ROBINSON CRUSOE—THAT TURBULENT TABLE

By this time we had really got our little house quite snug. A hole in the floor, a three-legged chair, and brown paper pushed into the largest of the holes in the walls—what more could a man want? However, we did want something more, and that was a table. One gets tired of balancing tins of pl—(nearly said it again)—marmalade on one's knee and holding an enamel cup in one hand and a pocket-knife in the other. So we all said how nice a table would be. I determined to say no more, but to show by deeds, not by words, that I would find a table and have one there by the next day, like a fairy in a pantomime. I started off on my search one night. Take it from me—a fairy's is a poor job out there, and when you've read the next bit you'll agree.

Behind our position stood the old ruined chateau, and beyond it one or two scattered cottages. I had never really had a good look at all at that part, and as I knew some of our reserve trenches ran around there, and that it would be a good thing to know all about them, I decided to ask the Colonel for permission to creep off one afternoon and explore the whole thing; incidentally I might by good luck find a table. It was possible, by wriggling up a mud valley and crawling over a few scattered remnants of houses and bygone trenches to reach the Colonel's headquarter dug-out in daytime. So I did it, and asked leave to go off back to have a look at the chateau and the land about it. He gave me permission, so armed with my long walking-stick (a billiard cue with the thin part cut off, which I found on passing another chateau one night) I started off to explore.

I reached the chateau. An interesting sight it was. How many shells had hit it one couldn't even guess, but the results indicated a good few. What once had been well-kept lawns were now covered with articles which would have been much better left in their proper places. One suddenly came upon half a statue of Minerva or Venus wrapped in three-quarters of a stair carpet in the middle of one of the greenhouses. Passing on, one would find the lightning conductor projecting out through the tapestried seat of a Louis Quinze chair. I never saw such a mess.

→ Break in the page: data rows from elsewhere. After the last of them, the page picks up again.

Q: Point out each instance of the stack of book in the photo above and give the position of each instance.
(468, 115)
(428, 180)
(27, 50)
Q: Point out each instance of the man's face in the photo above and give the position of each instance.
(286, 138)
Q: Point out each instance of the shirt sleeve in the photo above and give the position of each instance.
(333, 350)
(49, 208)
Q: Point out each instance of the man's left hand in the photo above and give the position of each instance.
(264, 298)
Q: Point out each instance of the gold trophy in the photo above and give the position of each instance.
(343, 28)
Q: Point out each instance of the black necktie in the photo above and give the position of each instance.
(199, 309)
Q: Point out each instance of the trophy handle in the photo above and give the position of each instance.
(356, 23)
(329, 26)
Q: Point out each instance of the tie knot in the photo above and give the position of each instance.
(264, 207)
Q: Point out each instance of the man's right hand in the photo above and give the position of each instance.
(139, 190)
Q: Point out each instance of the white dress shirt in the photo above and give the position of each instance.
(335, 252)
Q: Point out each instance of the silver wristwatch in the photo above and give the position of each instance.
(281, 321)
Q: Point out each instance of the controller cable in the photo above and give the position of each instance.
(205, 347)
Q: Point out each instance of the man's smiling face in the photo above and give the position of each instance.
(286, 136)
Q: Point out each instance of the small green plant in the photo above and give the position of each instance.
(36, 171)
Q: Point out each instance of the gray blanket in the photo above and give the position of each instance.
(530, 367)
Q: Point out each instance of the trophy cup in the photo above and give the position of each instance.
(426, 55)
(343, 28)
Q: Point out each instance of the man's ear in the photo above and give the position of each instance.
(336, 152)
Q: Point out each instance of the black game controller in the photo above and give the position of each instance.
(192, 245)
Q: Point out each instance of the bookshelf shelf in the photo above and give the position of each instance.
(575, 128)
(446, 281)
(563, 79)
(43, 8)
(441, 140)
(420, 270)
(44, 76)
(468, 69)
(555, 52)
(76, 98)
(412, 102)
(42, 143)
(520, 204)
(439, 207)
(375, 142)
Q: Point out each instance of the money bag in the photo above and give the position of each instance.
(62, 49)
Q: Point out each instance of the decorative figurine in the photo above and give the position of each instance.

Inside, the upstairs rooms were competing with the ground-floor ones, as to which should get into the cellars first. It was really too terrible to contemplate the fearful destruction.

I found it impossible to examine much of the interior of the chateau, as blocks of masonry and twisted iron girders closed up most of the doors and passages. I left this melancholy ruin, full of thought, and proceeded across the shell-pitted gardens towards the few little cottages beyond. These were in a better state of preservation, and were well worth a visit. In the first one I entered I found a table! the very thing I wanted. It was stuck away in a small lean-to at the back. A nice little green one, just the size to suit us.

I determined to get it back to our shack somehow, but before doing so went on rummaging about these cottages. In the second cottage I made an enormously lucky find for us. Under a heap of firewood in an outhouse I found a large pile of coal. This was splendid, and would be invaluable to us and our fire-bucket. Nothing pleased me more than this, as the cold was very severe, and a fire meant so much to us. When I had completed my investigations and turned over all the oddments lying about to see if there was anything else of use to us, I started off on the return journey. It was now dark, and I was able to walk along without fear of being seen. Of course, I was taking the table with me. I decided to come back later for the coal, with a few sandbags for filling, so I covered it over and hid it as much as possible. (Sensation: Ali Baba returns from the forest.) I started off with the table. I had about three-quarters of a mile to go. Every hundred yards I had to sit down and rest. A table is a horrible thing to accompany one on a mile walk.

I reached the chateau again, and out into the fields beyond, resting with my burden about three times before I got to the road which led straight on to our trenches. My task was a bit harder now, as I was in full view of the German trenches. Had it been daylight they could have seen me quite easily.

Fortunately it was dark, but, of course, star shells would show one up quite distinctly. I staggered on down the road with the green table on my back, pausing as little as possible, but a rest had to be taken, and this at a very exposed part of the road. I put the table down and sat panting on the top. A white streak shot into the air—a star shell. Curse! I sprang off the green top and waltzed with my four-legged wooden octopus into the ditch at the side, where I lay still, waiting for the light to die out. Suspense over. I went on again.

At last I got back with that table and pushed it into our hovel under the sack doorway.